Around ten years ago, the US government told its citizens it was about to start spying on them when it announced the Patriot act. The UK Government did too, only they called it the Regulation of Investigatory Powers Act. There was a minimal protest at the time which some of us found a tad disheartening. Perhaps people thought it was a conspiracy theory (despite being open to public scrutiny by parliament/congress).

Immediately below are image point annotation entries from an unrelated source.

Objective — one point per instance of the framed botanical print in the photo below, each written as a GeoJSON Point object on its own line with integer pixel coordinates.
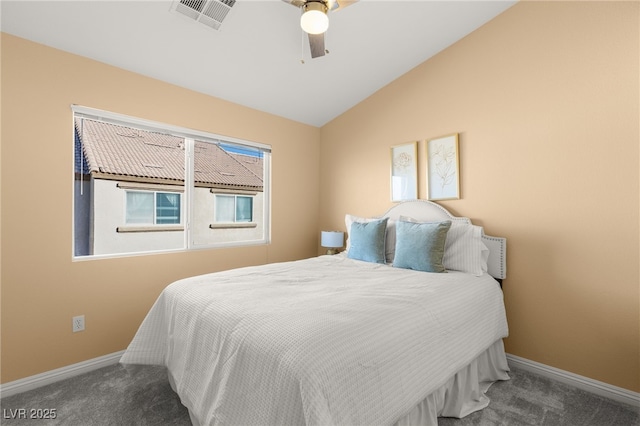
{"type": "Point", "coordinates": [404, 172]}
{"type": "Point", "coordinates": [443, 168]}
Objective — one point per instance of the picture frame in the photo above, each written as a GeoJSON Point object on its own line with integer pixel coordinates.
{"type": "Point", "coordinates": [404, 172]}
{"type": "Point", "coordinates": [443, 168]}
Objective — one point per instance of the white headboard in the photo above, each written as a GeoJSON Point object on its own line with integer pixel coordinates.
{"type": "Point", "coordinates": [427, 211]}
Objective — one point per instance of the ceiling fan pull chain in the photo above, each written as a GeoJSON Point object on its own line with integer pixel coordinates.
{"type": "Point", "coordinates": [302, 33]}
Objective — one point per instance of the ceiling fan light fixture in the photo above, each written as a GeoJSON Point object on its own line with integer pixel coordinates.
{"type": "Point", "coordinates": [314, 18]}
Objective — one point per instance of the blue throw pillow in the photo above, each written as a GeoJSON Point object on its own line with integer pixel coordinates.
{"type": "Point", "coordinates": [420, 246]}
{"type": "Point", "coordinates": [367, 241]}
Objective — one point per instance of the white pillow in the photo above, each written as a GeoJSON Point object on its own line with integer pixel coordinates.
{"type": "Point", "coordinates": [464, 250]}
{"type": "Point", "coordinates": [390, 236]}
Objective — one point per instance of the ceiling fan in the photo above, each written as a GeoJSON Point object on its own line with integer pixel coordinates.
{"type": "Point", "coordinates": [314, 20]}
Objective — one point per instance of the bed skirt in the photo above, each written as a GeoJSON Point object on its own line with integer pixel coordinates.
{"type": "Point", "coordinates": [464, 393]}
{"type": "Point", "coordinates": [461, 395]}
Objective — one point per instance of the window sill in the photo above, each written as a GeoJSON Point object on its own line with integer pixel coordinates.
{"type": "Point", "coordinates": [233, 225]}
{"type": "Point", "coordinates": [150, 228]}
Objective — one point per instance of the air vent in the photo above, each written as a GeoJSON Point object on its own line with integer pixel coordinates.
{"type": "Point", "coordinates": [208, 12]}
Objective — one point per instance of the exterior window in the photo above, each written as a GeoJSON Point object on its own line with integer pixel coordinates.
{"type": "Point", "coordinates": [234, 208]}
{"type": "Point", "coordinates": [152, 208]}
{"type": "Point", "coordinates": [142, 186]}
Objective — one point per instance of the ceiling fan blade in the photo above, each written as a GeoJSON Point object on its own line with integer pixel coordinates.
{"type": "Point", "coordinates": [296, 3]}
{"type": "Point", "coordinates": [316, 44]}
{"type": "Point", "coordinates": [335, 5]}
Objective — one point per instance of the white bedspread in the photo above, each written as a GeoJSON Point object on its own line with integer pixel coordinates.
{"type": "Point", "coordinates": [322, 341]}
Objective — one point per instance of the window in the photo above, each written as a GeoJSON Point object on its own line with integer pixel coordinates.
{"type": "Point", "coordinates": [152, 208]}
{"type": "Point", "coordinates": [142, 186]}
{"type": "Point", "coordinates": [234, 208]}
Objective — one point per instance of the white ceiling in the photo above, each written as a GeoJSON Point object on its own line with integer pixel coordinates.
{"type": "Point", "coordinates": [254, 59]}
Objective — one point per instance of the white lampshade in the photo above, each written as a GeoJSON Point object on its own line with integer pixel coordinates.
{"type": "Point", "coordinates": [332, 239]}
{"type": "Point", "coordinates": [314, 20]}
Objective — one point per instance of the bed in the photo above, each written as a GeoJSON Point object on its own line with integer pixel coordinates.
{"type": "Point", "coordinates": [376, 335]}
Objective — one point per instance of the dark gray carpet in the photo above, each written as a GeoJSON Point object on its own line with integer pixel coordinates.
{"type": "Point", "coordinates": [141, 395]}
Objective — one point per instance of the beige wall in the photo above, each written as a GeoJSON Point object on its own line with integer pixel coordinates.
{"type": "Point", "coordinates": [42, 289]}
{"type": "Point", "coordinates": [546, 101]}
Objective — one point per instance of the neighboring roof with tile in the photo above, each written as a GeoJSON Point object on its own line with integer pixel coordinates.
{"type": "Point", "coordinates": [122, 152]}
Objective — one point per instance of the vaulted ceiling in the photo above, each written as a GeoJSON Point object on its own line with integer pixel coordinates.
{"type": "Point", "coordinates": [254, 59]}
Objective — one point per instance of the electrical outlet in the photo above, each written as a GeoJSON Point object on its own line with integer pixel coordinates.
{"type": "Point", "coordinates": [78, 323]}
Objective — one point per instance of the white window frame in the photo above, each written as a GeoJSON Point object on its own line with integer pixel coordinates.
{"type": "Point", "coordinates": [186, 198]}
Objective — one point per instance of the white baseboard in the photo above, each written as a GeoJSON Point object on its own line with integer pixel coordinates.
{"type": "Point", "coordinates": [589, 385]}
{"type": "Point", "coordinates": [599, 388]}
{"type": "Point", "coordinates": [48, 377]}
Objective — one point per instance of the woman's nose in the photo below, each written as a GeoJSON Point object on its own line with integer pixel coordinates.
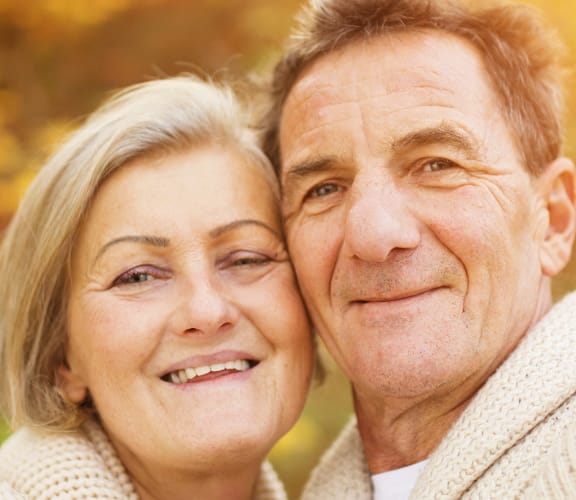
{"type": "Point", "coordinates": [204, 308]}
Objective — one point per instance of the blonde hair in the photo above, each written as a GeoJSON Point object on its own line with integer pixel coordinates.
{"type": "Point", "coordinates": [522, 58]}
{"type": "Point", "coordinates": [156, 117]}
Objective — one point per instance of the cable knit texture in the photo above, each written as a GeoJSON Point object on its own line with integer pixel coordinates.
{"type": "Point", "coordinates": [40, 465]}
{"type": "Point", "coordinates": [516, 439]}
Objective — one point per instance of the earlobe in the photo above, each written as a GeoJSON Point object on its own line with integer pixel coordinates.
{"type": "Point", "coordinates": [72, 386]}
{"type": "Point", "coordinates": [558, 185]}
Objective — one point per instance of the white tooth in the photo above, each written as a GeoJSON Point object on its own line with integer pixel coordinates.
{"type": "Point", "coordinates": [202, 370]}
{"type": "Point", "coordinates": [244, 365]}
{"type": "Point", "coordinates": [218, 367]}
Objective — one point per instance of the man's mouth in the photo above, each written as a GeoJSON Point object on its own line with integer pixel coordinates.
{"type": "Point", "coordinates": [197, 373]}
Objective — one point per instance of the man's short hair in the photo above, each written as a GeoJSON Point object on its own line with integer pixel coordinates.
{"type": "Point", "coordinates": [523, 59]}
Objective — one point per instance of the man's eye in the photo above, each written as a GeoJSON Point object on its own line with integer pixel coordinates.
{"type": "Point", "coordinates": [437, 164]}
{"type": "Point", "coordinates": [323, 190]}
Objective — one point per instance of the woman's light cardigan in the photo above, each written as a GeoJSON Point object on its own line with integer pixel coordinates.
{"type": "Point", "coordinates": [39, 465]}
{"type": "Point", "coordinates": [516, 439]}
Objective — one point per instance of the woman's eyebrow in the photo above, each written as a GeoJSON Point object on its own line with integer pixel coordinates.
{"type": "Point", "coordinates": [157, 241]}
{"type": "Point", "coordinates": [220, 230]}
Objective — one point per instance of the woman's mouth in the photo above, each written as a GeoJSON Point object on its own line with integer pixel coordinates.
{"type": "Point", "coordinates": [205, 372]}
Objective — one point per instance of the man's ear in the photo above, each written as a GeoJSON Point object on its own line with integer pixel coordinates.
{"type": "Point", "coordinates": [558, 190]}
{"type": "Point", "coordinates": [71, 384]}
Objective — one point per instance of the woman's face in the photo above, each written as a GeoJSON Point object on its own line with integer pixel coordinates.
{"type": "Point", "coordinates": [184, 320]}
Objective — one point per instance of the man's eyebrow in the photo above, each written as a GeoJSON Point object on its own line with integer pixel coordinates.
{"type": "Point", "coordinates": [442, 134]}
{"type": "Point", "coordinates": [156, 241]}
{"type": "Point", "coordinates": [220, 230]}
{"type": "Point", "coordinates": [308, 167]}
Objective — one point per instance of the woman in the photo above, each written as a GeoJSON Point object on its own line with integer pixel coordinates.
{"type": "Point", "coordinates": [153, 343]}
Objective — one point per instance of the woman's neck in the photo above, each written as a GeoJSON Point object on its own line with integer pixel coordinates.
{"type": "Point", "coordinates": [239, 484]}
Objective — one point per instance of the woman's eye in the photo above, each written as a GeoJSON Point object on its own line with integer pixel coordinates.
{"type": "Point", "coordinates": [437, 164]}
{"type": "Point", "coordinates": [136, 276]}
{"type": "Point", "coordinates": [254, 260]}
{"type": "Point", "coordinates": [323, 190]}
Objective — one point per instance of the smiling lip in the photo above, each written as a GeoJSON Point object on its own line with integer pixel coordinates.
{"type": "Point", "coordinates": [200, 368]}
{"type": "Point", "coordinates": [399, 297]}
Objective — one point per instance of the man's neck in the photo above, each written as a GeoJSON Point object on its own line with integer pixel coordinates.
{"type": "Point", "coordinates": [398, 433]}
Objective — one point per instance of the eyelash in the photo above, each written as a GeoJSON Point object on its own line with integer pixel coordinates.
{"type": "Point", "coordinates": [126, 278]}
{"type": "Point", "coordinates": [446, 164]}
{"type": "Point", "coordinates": [313, 193]}
{"type": "Point", "coordinates": [250, 260]}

Ten years later, the things the governments said they were going to do, they have done. They see all.
Is Edward Snowden a Whistleblower? Well, he’s reporting what he considers to be illicit activity on behalf of the government and its agencies. So you may be inclined to think he is.
Bear in mind he was employed (i.e. paid) to work for the government and its agencies and will have contributed to the illicit activities during his time there. In fairness he may be too young to remember the Patriot Act or RIPA. Perhaps he suffered a sudden attack of conscience?
Either way I’d argue that publishing stuff about the government, that the government previously made no attempt to hide, is not whistleblowing.
“Whistleblower” is the only debatable title at this point. “Intelligence leaker” is firmly and undeniably accurate. He had clearance to TOP SECRET/CODEWORD information, and you can’t get that by accident. At that stage everyone knows what happens if you leak. Bradley Manning certainly did which is why he kept it quiet. Manning’s mistake was talking to a fellow hacker who turned out to be a massive douchebag grass. Unlike Snowden he wanted to stay out of the limelight.

Do I think the governments spying on their own people are doing right? NO! I didn’t think so ten years ago either! Also, I’m delighted that as a result of Snowden’s leaks people are getting angry! Good! I just don’t understand why the press and seemingly everyone else is surprised about it now.

The truth is that their surveillance is next to useless when it comes to people trying to remain private – that includes terrorists and freedom fighters. The worse news is that it will be a really useful tool against the general public who don’t care about privacy and don’t understand the technology or its consequences.
[Update – I have completely changed my opinion of Snowden since I wrote this.]